As referenced above, a very common bicycle accident involving Uber/Lyft drivers is a “dooring” because drivers drop off their passengers while being pulled over in the bicycle lane. Drivers are expected to safely cross the bicycle lane and pull over to the curb completely, so they can pick-up and drop-off their passengers safely without disrupting bicycle traffic.

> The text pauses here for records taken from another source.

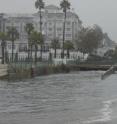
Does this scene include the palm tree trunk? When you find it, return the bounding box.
[12,41,14,62]
[67,49,70,59]
[30,45,32,61]
[62,12,66,58]
[35,45,37,64]
[28,40,30,60]
[54,47,56,58]
[39,8,42,61]
[40,44,43,61]
[2,46,4,64]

City of Chicago and State of Illinois Laws Prohibit Doorings

In addition to Municipal Code of Chicago, the Illinois Vehicle Code also designates discharging a passenger into the bike lane as illegal. Section 11-1407 of the Illinois Vehicle Code states:

No person shall open the door of a vehicle on the side available to moving traffic unless and until it is reasonably safe to do so, and can be done without interfering with the movement of other traffic, nor shall any person leave a door open on the side of a vehicle available to moving traffic for a period of time longer than necessary to load or unload passengers.” 
It is extremely important for drivers, and passengers alike, to be alert when they enter and exit vehicles. Bicyclists ride on the road to the right side of motor vehicle traffic, which forces them to ride very closely to the curb, or more often, very close to cars that are parked there. Common sense dictates that if someone suddenly opens their car door into the path of an oncoming bicyclist, the chance of them being able to stop in time and avoid colliding with the door is very minimal – and sadly, the injuries can be very catastrophic. By law, it is the driver’s and passenger’s responsibility to only open the car door when it is safe to do so, as the fate of avoiding a “dooring” is essentially in their hands.